The U.S. economy added 1.8 million jobs in July after a gain of nearly five million jobs in June. The slowdown was expected after several states returned to a partial lockdown status following large outbreaks of the coronavirus.
The unemployment rate fell from 11.1 percent in June to 10.2 percent in July. But still, more than 30 million people were getting unemployment checks in July and the economic recovery shows signs of stalling.
“The steam has gone out of the engine and the economy is beginning to slow,” said Sung Won Sohn, a finance and economics professor at Loyola Marymount University in Los Angeles. “The loss of momentum will continue and my concern is that the combination of the virus resurgence and lack of action by Congress could really push employment into negative territory.”
Does this make the stimulus bill that Congress is considering necessary to the recovery? It sure couldn’t hurt. Pumping a couple trillion dollars into the economy before Election Day would make the American voter — and most representatives in Congress — very happy.

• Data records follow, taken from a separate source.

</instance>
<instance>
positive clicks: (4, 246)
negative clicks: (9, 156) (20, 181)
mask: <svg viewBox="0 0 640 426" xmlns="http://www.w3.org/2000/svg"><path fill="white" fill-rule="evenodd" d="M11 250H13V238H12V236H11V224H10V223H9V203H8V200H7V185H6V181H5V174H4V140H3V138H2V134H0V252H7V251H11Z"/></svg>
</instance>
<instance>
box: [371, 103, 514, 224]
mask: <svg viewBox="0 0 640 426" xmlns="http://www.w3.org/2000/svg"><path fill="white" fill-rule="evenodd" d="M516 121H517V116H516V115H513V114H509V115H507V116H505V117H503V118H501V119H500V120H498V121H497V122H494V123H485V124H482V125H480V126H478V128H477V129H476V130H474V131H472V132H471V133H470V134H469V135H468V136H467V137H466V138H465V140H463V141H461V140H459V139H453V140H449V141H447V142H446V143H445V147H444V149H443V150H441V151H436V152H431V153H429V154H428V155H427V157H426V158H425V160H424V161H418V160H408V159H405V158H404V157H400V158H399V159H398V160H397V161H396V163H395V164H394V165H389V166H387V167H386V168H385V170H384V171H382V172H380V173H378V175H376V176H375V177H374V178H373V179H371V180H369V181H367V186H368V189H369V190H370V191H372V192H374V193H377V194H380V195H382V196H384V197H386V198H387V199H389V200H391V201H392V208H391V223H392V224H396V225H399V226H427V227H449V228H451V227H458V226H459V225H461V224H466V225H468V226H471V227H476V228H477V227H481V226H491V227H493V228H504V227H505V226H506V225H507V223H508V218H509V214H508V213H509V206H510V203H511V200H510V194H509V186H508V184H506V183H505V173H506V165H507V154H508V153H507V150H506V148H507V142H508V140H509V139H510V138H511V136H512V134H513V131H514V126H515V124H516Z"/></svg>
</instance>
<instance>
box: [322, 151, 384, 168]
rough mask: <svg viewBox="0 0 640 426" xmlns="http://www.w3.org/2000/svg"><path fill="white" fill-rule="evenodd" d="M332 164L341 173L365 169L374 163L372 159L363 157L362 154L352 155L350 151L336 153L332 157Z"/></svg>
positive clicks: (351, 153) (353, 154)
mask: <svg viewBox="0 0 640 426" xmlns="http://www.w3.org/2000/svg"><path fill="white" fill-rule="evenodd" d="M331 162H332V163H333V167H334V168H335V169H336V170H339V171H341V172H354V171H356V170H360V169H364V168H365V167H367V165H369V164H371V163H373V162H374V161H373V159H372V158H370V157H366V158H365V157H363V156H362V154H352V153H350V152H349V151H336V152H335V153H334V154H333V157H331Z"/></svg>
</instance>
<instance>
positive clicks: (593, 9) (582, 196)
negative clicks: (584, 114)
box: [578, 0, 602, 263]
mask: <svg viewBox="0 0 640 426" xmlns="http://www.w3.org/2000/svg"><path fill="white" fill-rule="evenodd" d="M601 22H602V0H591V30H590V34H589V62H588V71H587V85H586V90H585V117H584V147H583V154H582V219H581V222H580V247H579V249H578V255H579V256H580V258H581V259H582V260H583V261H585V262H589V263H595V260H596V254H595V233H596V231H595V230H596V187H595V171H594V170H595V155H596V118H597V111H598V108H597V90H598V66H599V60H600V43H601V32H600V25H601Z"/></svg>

Change in non-farm payrolls: +1.783 million vs. +1.48 million expected and +4.791 million in June
Unemployment rate: 10.2% vs. 10.6% expected and 11.1% in June
Average hourly earnings, month over month: +0.2% vs. -0.5% expected and -1.3% in June
Average hourly earnings, year over year: +4.8% vs. +4.2% expected and +4.9% in June
The change in total non-farm payrolls for June was revised down slightly by 9,000 to 4.791 million, while May’s payrolls were revised up by 26,000 to 2.725 million.
So, not exactly dismal, but a $2 trillion turbo-charge from Congress would benefit businesses and workers. The individual stimulus of $1200 plus the $600-a-week extended unemployment benefit that would be pumped into the economy just as we’re getting out from underneath the pandemic could create that V-shaped recovery that Wall Street and many economists see as necessary for a strong economy.
The bottom line is that people are starting to go back to work and consumers are going to want to spend that money.
In July, the number of unemployed individuals on temporary layoffs fell by 1.3 million to 9.2 million. That was half of April’s level, as Americans began returning to work following temporary virus-related business closures. However, the number of permanent job losers held steady in July over the prior month at 2.9 million, underscoring the longer-lasting impact to the labor market due to the pandemic.
The services sector again led non-farm payroll gains in July, after the services economy was cut deeply by shelter in place orders and business closures earlier on this year. The leisure and hospitality industry added back 592,000 jobs after gaining nearly 2 million in June, and retail trade jobs increased by 258,000 in July after a rise of more than 800,000 during the prior month.
The slowdown in some states will be significant but we’re not going back to a lockdown. It goes with the fact that we’re going to have to learn to live with this virus for a while and some changes, while distasteful, will have to be endured.